You are viewing a plain text version of this content. The canonical link for it is here.
Posted to dev@httpd.apache.org by Martin Ma <ma...@gmail.com> on 2023/02/02 09:49:33 UTC

CPU affinity request

Hi All,

During httpd performance evaluation in Alibaba Cloud instance, I found
httpd performance improved significantly after using “taskset” to set
CPU affinity for httpd processes/threads, because it decreased the
amount of CPU migrations. Performance improved 60% in arm instance
g8y.2xlarge(8 vcpus, 32GiB memory, 40GB ESSD), also improved 20% in
x86 instance g7.2xlarge(8 vcpus, 32GiB memory, 40GB ESSD). Test case:
run httpd with event mode on g8y.2xlarge or g7.2xlarge, run traffic
generator/benchmark 'wrk' on g8y.4xlarge(16 vcpus, 32GiB memory, 40GB
ESSD), wrk command is 'wrk -t 32 -c 1000 -d 30 --latency
http://$ServerIP <http://%24serverip/>'

mpm event parameters:
<IfModule mpm_event_module>
    StartServers              8
    ServerLimit             100
    ThreadLimit            2000
    MinSpareThreads          75
    MaxSpareThreads        2000
    ThreadsPerChild         125
    MaxRequestWorkers      2000
</IfModule>

But httpd didn't have related parameters to support CPU affinity, so I
used "taskset" to optimize.

After source code analysis, I made a prototype for the affinity
solution(add set_affinity function when worker/lister thread created).
We can observe the same improvement by this solution. However, this
prototype only applied the above special “event mpm” configuration for
8 cores server. I think it also needs to modify the current mechanism
to dynamically adapt to the perceived load and add new parameters for
the affinity setting.

I had created a ticket on bugzilla, and Christophe JAILLET suggested
discussing it in the dev mail list. I am not the developer on httpd,
hope experts can evaluate this request and add cpu affinity function
in future versions. Any commnet, please let me know.

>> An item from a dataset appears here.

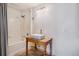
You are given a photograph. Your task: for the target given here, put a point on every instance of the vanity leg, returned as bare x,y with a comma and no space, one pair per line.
45,50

bugzilla ticket link: https://bz.apache.org/bugzilla/show_bug.cgi?id=66424

Prototype patch(based on version 2.4.37) as below:

diff --git a/server/mpm/event/event.c b/server/mpm/event/event.c
index ffe8a23cbd..d23d115fff 100644
--- a/server/mpm/event/event.c
+++ b/server/mpm/event/event.c
@@ -1586,6 +1586,8 @@ static void * APR_THREAD_FUNC
listener_thread(apr_thread_t * thd, void *dummy)
     int have_idle_worker = 0;
     apr_time_t last_log;

+    ap_setaffinity(process_slot);
+
     last_log = apr_time_now();
     free(ti);

@@ -1998,6 +2000,8 @@ static void *APR_THREAD_FUNC
worker_thread(apr_thread_t * thd, void *dummy)
     apr_status_t rv;
     int is_idle = 0;

+    ap_setaffinity(process_slot);
+
     free(ti);

     ap_scoreboard_image->servers[process_slot][thread_slot].pid = ap_my_pid;
@@ -2456,6 +2460,8 @@ static void child_main(int child_num_arg, int
child_bucket)
     apr_thread_t *start_thread_id;
     int i;

+    ap_setaffinity(process_slot);
+
     /* for benefit of any hooks that run as this child initializes */
     retained->mpm->mpm_state = AP_MPMQ_STARTING;

@@ -3862,6 +3868,17 @@ static const char *set_worker_factor(cmd_parms
* cmd, void *dummy,
     return NULL;
 }

+void ap_setaffinity(int cpu_affinity)
+{
+    cpu_set_t mask;
+
+    CPU_ZERO(&mask);
+    CPU_SET(cpu_affinity, &mask);
+
+    sched_setaffinity(0, sizeof(cpu_set_t), &mask);
+
+    printf("set thread_id=%d CPU affinity to Core %d\n", gettid(),
cpu_affinity);
+}

 static const command_rec event_cmds[] = {
     LISTEN_COMMANDS,

-- 
Thanks & Best Regards
Martin Ma

Re: CPU affinity request

Posted by Joe Schaefer <jo...@sunstarsys.com>.
Nice proof of concept, but the code needs a serious porting effort to non-Linux platforms as well, and they’re all quirky in their own ways about this featureset.

Doable tho.

Joe Schaefer, Ph.D
<jo...@sunstarsys.com>
+1 (954) 253-3732
SunStar Systems, Inc.
Orion - The Enterprise Jamstack Wiki

________________________________
From: Martin Ma <ma...@gmail.com>
Sent: Thursday, February 2, 2023 4:49:33 AM
To: dev@httpd.apache.org <de...@httpd.apache.org>
Subject: CPU affinity request


Hi All,

During httpd performance evaluation in Alibaba Cloud instance, I found httpd performance improved significantly after using “taskset” to set CPU affinity for httpd processes/threads, because it decreased the amount of CPU migrations. Performance improved 60% in arm instance g8y.2xlarge(8 vcpus, 32GiB memory, 40GB ESSD), also improved 20% in x86 instance g7.2xlarge(8 vcpus, 32GiB memory, 40GB ESSD). Test case: run httpd with event mode on g8y.2xlarge or g7.2xlarge, run traffic generator/benchmark 'wrk' on g8y.4xlarge(16 vcpus, 32GiB memory, 40GB ESSD), wrk command is 'wrk -t 32 -c 1000 -d 30 --latency http://$ServerIP<http://%24serverip/>'

mpm event parameters:
<IfModule mpm_event_module>
    StartServers              8
    ServerLimit             100
    ThreadLimit            2000
    MinSpareThreads          75
    MaxSpareThreads        2000
    ThreadsPerChild         125
    MaxRequestWorkers      2000
</IfModule>

But httpd didn't have related parameters to support CPU affinity, so I used "taskset" to optimize.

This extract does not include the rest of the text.